Bir pire için yorganı yakma şeklinde atasözümüz var ya onun gibi bazen insanın gözünün önüne bir sinek kanadı gelir de koca dağı göremez olur. İnsan dengesini kaybettiğinde ayarı bozulmuş terazi gibi neye ne kadar önem ve değer vereceğini bilemez, böylesi hatalar içerisine düşebilir.
Şüphesiz her şey istenildiği gibi olmaz, dört dörtlük bir hayat mümkün değildir. Mutlaka bir kısım eksikler, zararlar, sıkıntılar, ıztıraplar olacaktır. Ama bunları olduğundan fazla büyüterek hayatı zindana çevirmenin, yaşanmaz hâle getirmenin mantığı yoktur.
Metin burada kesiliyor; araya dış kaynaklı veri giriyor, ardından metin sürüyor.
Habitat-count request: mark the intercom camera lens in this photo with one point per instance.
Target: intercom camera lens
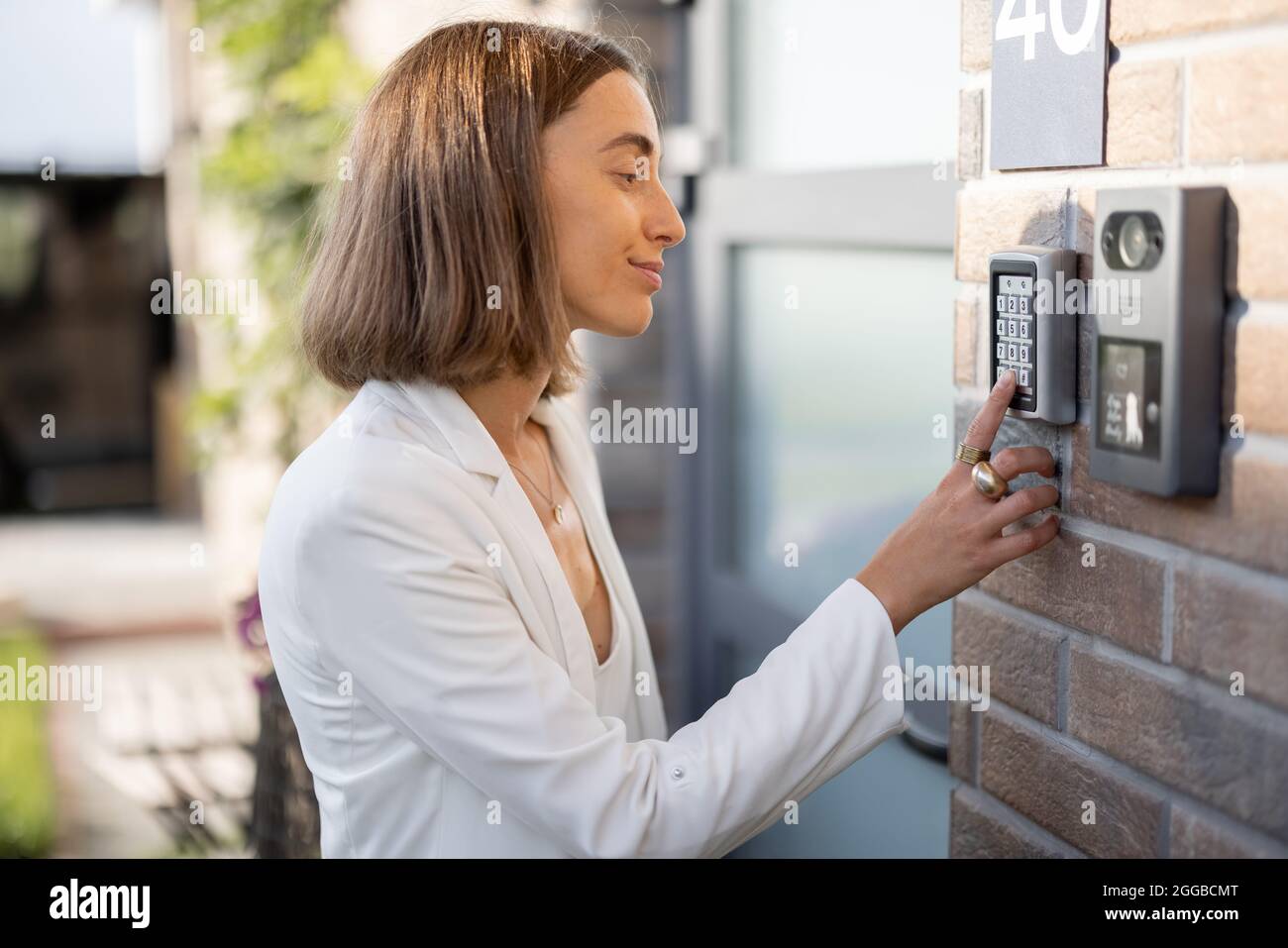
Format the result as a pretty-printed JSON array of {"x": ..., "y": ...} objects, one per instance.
[{"x": 1133, "y": 244}]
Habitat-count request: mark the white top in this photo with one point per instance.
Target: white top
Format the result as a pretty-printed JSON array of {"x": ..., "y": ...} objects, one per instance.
[
  {"x": 442, "y": 679},
  {"x": 614, "y": 679}
]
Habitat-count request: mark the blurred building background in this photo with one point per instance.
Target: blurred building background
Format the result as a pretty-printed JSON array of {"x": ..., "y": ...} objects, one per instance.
[{"x": 822, "y": 316}]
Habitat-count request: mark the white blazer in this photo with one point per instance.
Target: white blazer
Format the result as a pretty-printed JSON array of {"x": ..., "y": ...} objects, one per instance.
[{"x": 441, "y": 674}]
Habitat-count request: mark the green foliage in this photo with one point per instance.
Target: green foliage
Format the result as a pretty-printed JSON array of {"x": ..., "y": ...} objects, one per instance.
[
  {"x": 27, "y": 819},
  {"x": 301, "y": 86}
]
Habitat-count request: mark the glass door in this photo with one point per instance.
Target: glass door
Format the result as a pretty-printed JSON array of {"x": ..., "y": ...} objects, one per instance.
[{"x": 819, "y": 357}]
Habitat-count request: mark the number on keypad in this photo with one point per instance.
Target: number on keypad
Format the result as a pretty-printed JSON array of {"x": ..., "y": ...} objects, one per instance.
[{"x": 1014, "y": 333}]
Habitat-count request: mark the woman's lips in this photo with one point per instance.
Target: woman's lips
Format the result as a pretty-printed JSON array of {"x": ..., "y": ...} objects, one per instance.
[{"x": 651, "y": 275}]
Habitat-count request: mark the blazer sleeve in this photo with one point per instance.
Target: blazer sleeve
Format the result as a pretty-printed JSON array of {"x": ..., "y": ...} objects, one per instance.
[{"x": 406, "y": 601}]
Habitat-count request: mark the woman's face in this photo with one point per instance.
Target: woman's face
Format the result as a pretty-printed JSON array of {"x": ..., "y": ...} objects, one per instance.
[{"x": 600, "y": 163}]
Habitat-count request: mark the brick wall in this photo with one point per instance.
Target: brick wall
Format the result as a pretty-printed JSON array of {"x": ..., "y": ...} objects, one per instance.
[{"x": 1111, "y": 678}]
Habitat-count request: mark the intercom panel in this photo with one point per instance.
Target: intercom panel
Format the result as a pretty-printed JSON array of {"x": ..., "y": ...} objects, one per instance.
[
  {"x": 1031, "y": 333},
  {"x": 1155, "y": 380}
]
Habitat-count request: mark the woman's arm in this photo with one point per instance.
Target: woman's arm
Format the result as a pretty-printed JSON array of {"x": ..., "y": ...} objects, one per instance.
[{"x": 400, "y": 600}]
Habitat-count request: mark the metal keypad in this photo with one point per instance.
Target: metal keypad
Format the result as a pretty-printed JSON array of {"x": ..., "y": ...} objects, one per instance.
[{"x": 1014, "y": 333}]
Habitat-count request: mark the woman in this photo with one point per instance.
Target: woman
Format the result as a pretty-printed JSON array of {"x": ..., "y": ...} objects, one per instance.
[{"x": 447, "y": 612}]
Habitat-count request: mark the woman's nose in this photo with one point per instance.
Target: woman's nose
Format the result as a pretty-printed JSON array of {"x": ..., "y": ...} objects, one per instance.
[{"x": 665, "y": 224}]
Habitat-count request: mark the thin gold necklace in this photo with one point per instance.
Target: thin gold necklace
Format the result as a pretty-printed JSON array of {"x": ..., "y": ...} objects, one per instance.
[{"x": 555, "y": 507}]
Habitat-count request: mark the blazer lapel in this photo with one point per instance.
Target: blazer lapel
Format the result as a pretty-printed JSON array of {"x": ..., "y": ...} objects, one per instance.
[
  {"x": 579, "y": 478},
  {"x": 478, "y": 453}
]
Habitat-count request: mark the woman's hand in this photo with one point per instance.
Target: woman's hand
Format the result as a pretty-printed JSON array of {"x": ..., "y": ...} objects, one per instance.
[{"x": 954, "y": 539}]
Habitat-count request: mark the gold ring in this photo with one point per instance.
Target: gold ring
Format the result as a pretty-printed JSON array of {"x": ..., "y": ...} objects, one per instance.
[
  {"x": 988, "y": 480},
  {"x": 971, "y": 456}
]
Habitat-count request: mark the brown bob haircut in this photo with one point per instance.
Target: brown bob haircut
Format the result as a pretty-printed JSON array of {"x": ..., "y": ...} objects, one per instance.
[{"x": 438, "y": 261}]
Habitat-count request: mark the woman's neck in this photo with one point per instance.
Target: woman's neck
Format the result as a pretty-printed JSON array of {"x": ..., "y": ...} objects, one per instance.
[{"x": 503, "y": 406}]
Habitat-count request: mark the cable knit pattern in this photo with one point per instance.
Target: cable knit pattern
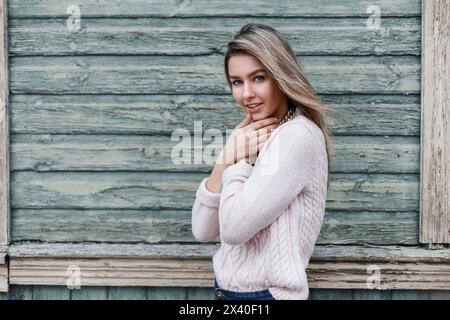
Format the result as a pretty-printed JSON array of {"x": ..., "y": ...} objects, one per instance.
[{"x": 268, "y": 216}]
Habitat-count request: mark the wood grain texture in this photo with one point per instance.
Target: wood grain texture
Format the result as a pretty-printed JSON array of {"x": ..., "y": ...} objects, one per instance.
[
  {"x": 158, "y": 190},
  {"x": 162, "y": 114},
  {"x": 204, "y": 36},
  {"x": 201, "y": 74},
  {"x": 4, "y": 129},
  {"x": 435, "y": 171},
  {"x": 206, "y": 8},
  {"x": 3, "y": 273},
  {"x": 174, "y": 226},
  {"x": 157, "y": 153},
  {"x": 331, "y": 266}
]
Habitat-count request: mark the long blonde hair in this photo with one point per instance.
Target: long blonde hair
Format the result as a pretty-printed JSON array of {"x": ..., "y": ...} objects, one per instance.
[{"x": 275, "y": 53}]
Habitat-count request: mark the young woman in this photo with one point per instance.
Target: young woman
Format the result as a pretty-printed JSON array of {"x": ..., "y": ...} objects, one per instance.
[{"x": 267, "y": 212}]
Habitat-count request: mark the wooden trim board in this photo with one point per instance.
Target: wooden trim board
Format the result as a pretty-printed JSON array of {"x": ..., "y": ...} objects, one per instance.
[
  {"x": 344, "y": 267},
  {"x": 435, "y": 135}
]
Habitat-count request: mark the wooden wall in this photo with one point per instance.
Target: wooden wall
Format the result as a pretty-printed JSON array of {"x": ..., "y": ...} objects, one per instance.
[
  {"x": 161, "y": 293},
  {"x": 92, "y": 112}
]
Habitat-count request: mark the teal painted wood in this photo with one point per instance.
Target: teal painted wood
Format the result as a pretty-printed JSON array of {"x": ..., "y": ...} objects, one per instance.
[
  {"x": 201, "y": 74},
  {"x": 161, "y": 114},
  {"x": 196, "y": 37},
  {"x": 156, "y": 153},
  {"x": 165, "y": 226},
  {"x": 127, "y": 293},
  {"x": 157, "y": 190},
  {"x": 157, "y": 8}
]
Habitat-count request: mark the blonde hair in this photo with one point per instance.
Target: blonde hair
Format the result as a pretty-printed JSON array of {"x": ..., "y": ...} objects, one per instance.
[{"x": 275, "y": 53}]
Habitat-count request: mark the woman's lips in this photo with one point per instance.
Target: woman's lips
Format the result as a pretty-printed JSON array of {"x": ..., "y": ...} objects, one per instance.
[{"x": 255, "y": 109}]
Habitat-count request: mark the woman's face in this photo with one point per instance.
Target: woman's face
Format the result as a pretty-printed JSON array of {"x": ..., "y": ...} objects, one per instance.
[{"x": 252, "y": 85}]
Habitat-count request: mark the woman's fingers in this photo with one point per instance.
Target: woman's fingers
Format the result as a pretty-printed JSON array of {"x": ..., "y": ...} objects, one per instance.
[
  {"x": 263, "y": 123},
  {"x": 247, "y": 120}
]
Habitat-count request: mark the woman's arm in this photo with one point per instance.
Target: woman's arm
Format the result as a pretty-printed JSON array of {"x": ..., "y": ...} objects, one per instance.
[
  {"x": 205, "y": 212},
  {"x": 254, "y": 198},
  {"x": 205, "y": 215}
]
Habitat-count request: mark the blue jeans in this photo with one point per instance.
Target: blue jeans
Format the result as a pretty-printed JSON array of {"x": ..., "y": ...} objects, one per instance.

İşte bu noktada insana düşen bunların yanında sahip olduğu paha biçilmez hazinelere bakıp eksik, zarar ve sıkıntıların onların yanında bir hiç olduğunu düşünmektir.
Evet, o takdirde eksikler, zararlar, sıkıntılar görünmeyecek derecede küçülür. Onların hatırı için bu dert ve sıkıntıları es geçer insan. Şifa kaynağı olan Kurân hemen imdadımıza koşar. Bakın bize nasıl bir ölçü veriyor: Onlara söyle ki, ancak Allahın lütfuyla ve rahmetiyle, evet yalnız bununla sevinsinler. Bu, onların dünyada toplayıp durduklarından daha hayırlıdır.1
Dikkat edilirse Kurân, Allahın lütfuyla ve rahmetiyle, evet yalnız bununla sevinsinler buyuruyor. Ve bunların dünyada toplanıp durulanlardan daha hayırlı olduğuna dikkat çekiyor.
Evet, insan bir düşünse Allahın lütuf ve rahmetinin paha biçilmez bir hazine olduğunu görür.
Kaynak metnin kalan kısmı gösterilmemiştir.